Rosseta cuchillo en mano, se dejó guiar por el inconfundible aroma a café recién hecho. Al llegar a la cocina pudo distinguir como una negra figura se recortaba en la penumbra —con más curiosidad que cordura— corrió hasta el interruptor y lo prendió. El contraluz de la persiana le impidíó apreciar claramente su rostro y el brillante sol de mediodía dejaba en tinieblas el perfil de su inesperado visitante. Al iluminarse la estancia todo el escenario cambió de repente dejando a un lado esa imagen lúgubre y siniestra del principio.
Los ojos del desconocido dejaron de ser negros y sus facciones se tornaron más suaves, hasta amigables, lo que le permitió relajarse un poco —solo un poco— porque seguía sin inspirarle ni una pizca de confianza.
—¡Usted¡ ¿Qué hace aquí y cómo ha entrado? —Le increpó la muchacha intentando infundirse valor.
—La puerta estaba abierta —añadió el hombre con una sonrisa insolente.
—¡Está mintiendo! —Yo misma la cerré.
—¡Así que Rosetta! —siguió hablando el recién llegado.
—¿Cómo es qué sabe mi nombre?
El tipo mantuvo la misma sonrisa ante la extraña cara de su interlocutor, a medio camino entre la sorpresa y el terror.
—Mira, puedo decirte incluso porque te llamas Rosetta. Ese nombre —añadió— te lo puso la abuela Rita en recuerdo a la piedra del mismo nombre, una historia milenaria que te solía contar de pequeña. A mí también me la contaba, por cierto.
Esta vez, la joven intentó indagar entre sus recuerdos pasados, por si aquel caballero salido de la nada, podía ser parte de ellos, pero no consiguió ubicarlo en ningún lugar. Sus rasgos, sin embargo, no le eran del todo desconocidos. Le resultaba igualmente inquietante como había llegado a manos de un extraño la maravillosa receta del café con especias de la abuela, herencia familiar que solo atesoraban su madre y ella misma. El olor afrutado y delicado no le dejó lugar a dudas, tanto como para hacerla despertar de su apacible siesta y traerla hasta la cocina siguiendo tan amado aroma. El intruso por su parte se había acomodado en el único silloncito de la cocina y se deleitaba ahora con un largo sorbo de café. Su insolencia rayaba ya la desfachatez.

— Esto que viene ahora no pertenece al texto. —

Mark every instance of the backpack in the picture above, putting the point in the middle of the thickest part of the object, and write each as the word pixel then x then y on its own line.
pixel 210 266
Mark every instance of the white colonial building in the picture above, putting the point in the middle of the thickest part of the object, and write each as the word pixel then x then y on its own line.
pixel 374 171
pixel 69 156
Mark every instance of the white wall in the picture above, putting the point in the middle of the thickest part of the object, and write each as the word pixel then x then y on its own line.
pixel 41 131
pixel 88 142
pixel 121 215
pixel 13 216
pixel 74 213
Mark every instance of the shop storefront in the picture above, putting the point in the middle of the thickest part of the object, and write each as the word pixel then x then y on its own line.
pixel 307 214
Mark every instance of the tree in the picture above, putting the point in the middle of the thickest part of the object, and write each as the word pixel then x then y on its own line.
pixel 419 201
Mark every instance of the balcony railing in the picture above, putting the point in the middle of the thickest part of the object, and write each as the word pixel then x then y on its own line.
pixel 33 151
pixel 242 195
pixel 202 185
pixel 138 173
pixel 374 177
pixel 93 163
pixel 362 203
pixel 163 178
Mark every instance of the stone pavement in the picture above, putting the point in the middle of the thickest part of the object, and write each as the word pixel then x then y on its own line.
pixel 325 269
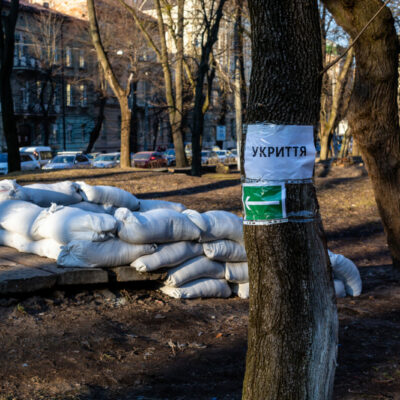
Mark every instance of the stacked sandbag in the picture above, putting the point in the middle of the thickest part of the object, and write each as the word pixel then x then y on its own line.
pixel 111 253
pixel 61 193
pixel 148 205
pixel 167 256
pixel 108 195
pixel 155 226
pixel 345 270
pixel 65 224
pixel 45 248
pixel 10 190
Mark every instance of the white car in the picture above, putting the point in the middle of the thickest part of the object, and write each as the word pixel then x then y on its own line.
pixel 66 160
pixel 108 160
pixel 28 163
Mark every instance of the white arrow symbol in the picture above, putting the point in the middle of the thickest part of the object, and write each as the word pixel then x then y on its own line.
pixel 260 203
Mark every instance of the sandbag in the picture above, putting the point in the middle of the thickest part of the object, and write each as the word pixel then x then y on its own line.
pixel 241 289
pixel 168 255
pixel 62 193
pixel 346 271
pixel 93 207
pixel 148 205
pixel 237 272
pixel 111 253
pixel 216 225
pixel 18 216
pixel 64 224
pixel 14 240
pixel 339 288
pixel 156 226
pixel 108 195
pixel 199 288
pixel 225 250
pixel 10 190
pixel 196 268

—Sírvete tu misma, querida –dijo indicándole la cafetera.
Inmersa en sus cavilaciones no advirtió que su afilada arma había dejado de apuntar al furtivo y a pesar de estar confundida, no sentía temor alguno, solo un extraño sopor la iba dominando por momentos.

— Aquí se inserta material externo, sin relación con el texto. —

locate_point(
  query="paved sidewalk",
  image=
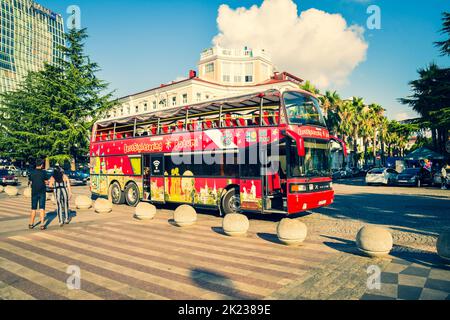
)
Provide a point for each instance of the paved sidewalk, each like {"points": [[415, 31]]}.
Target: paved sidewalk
{"points": [[121, 258]]}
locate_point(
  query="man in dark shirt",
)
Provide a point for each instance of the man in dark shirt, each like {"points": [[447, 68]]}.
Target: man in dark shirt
{"points": [[38, 180]]}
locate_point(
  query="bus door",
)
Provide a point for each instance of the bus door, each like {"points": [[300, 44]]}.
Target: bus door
{"points": [[272, 177], [157, 184], [146, 169]]}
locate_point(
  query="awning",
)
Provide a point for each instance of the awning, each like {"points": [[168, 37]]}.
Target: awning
{"points": [[422, 154]]}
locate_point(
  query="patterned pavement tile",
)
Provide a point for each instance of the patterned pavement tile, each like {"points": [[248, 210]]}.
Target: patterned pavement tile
{"points": [[409, 292]]}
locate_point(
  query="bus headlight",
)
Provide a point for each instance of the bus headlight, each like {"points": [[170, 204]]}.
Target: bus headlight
{"points": [[296, 188]]}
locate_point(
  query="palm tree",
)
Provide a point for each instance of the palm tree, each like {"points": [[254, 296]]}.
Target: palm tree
{"points": [[384, 136], [345, 114], [431, 99], [331, 103], [377, 113], [366, 128], [357, 104]]}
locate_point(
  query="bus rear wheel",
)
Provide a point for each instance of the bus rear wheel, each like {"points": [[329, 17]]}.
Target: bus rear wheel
{"points": [[115, 194], [231, 202], [132, 195]]}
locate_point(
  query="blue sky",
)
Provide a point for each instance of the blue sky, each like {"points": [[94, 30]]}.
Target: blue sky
{"points": [[141, 44]]}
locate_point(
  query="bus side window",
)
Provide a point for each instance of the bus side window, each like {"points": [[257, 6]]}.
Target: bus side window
{"points": [[249, 162]]}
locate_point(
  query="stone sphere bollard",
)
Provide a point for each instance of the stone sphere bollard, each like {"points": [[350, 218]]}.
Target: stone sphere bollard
{"points": [[184, 216], [83, 202], [235, 225], [374, 241], [27, 193], [292, 232], [145, 211], [443, 246], [11, 191], [102, 206]]}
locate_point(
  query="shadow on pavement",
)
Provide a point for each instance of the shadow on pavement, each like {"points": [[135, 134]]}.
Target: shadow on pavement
{"points": [[422, 214], [216, 282], [343, 245], [423, 258]]}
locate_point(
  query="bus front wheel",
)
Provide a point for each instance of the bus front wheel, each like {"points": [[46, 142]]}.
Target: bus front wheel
{"points": [[231, 202], [115, 194], [132, 195]]}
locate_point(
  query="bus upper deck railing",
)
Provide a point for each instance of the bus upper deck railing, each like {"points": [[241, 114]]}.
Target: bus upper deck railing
{"points": [[271, 117]]}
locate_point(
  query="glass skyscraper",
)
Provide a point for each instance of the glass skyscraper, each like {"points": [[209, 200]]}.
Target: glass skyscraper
{"points": [[29, 36]]}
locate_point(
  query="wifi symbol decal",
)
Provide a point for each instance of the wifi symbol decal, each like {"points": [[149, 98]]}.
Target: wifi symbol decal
{"points": [[156, 163]]}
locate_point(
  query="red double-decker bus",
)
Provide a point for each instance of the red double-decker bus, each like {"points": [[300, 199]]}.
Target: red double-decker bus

Un ruido a su espalda la obligó a volverse, sacándola definitivamente de sus díscolos pensamientos.
Sus ojos —como hipnotizados— se habían quedado ahora enganchados en un marco antiguo que acababa de caer de lo alto de la alacena, del cual pendía una orla negra.
Rosseta y su madre seguían viviendo en casa de su abuela —fallecida hacía ya años— y esa fotografía siempre había estado allí arriba, sin embargo a golpe de costumbre, no recordaba en ese momento a quién pertenecía aquel rostro. Un sudor helado empezó a correr traidor por sus sienes; con lentitud se volvió hacia el silloncito y —tal como esperaba— la única compañía eran los rayos de sol que entraban por la ventana y su viejo gato Nelo que dormitaba en el alfeizar —el cuchillo también había desaparecido de su mano—. Dudo un momento...
No, no lo había soñado. La imagen del retrato parecía sonreírle burlona, mientras el aroma a especias aún seguía en el aire.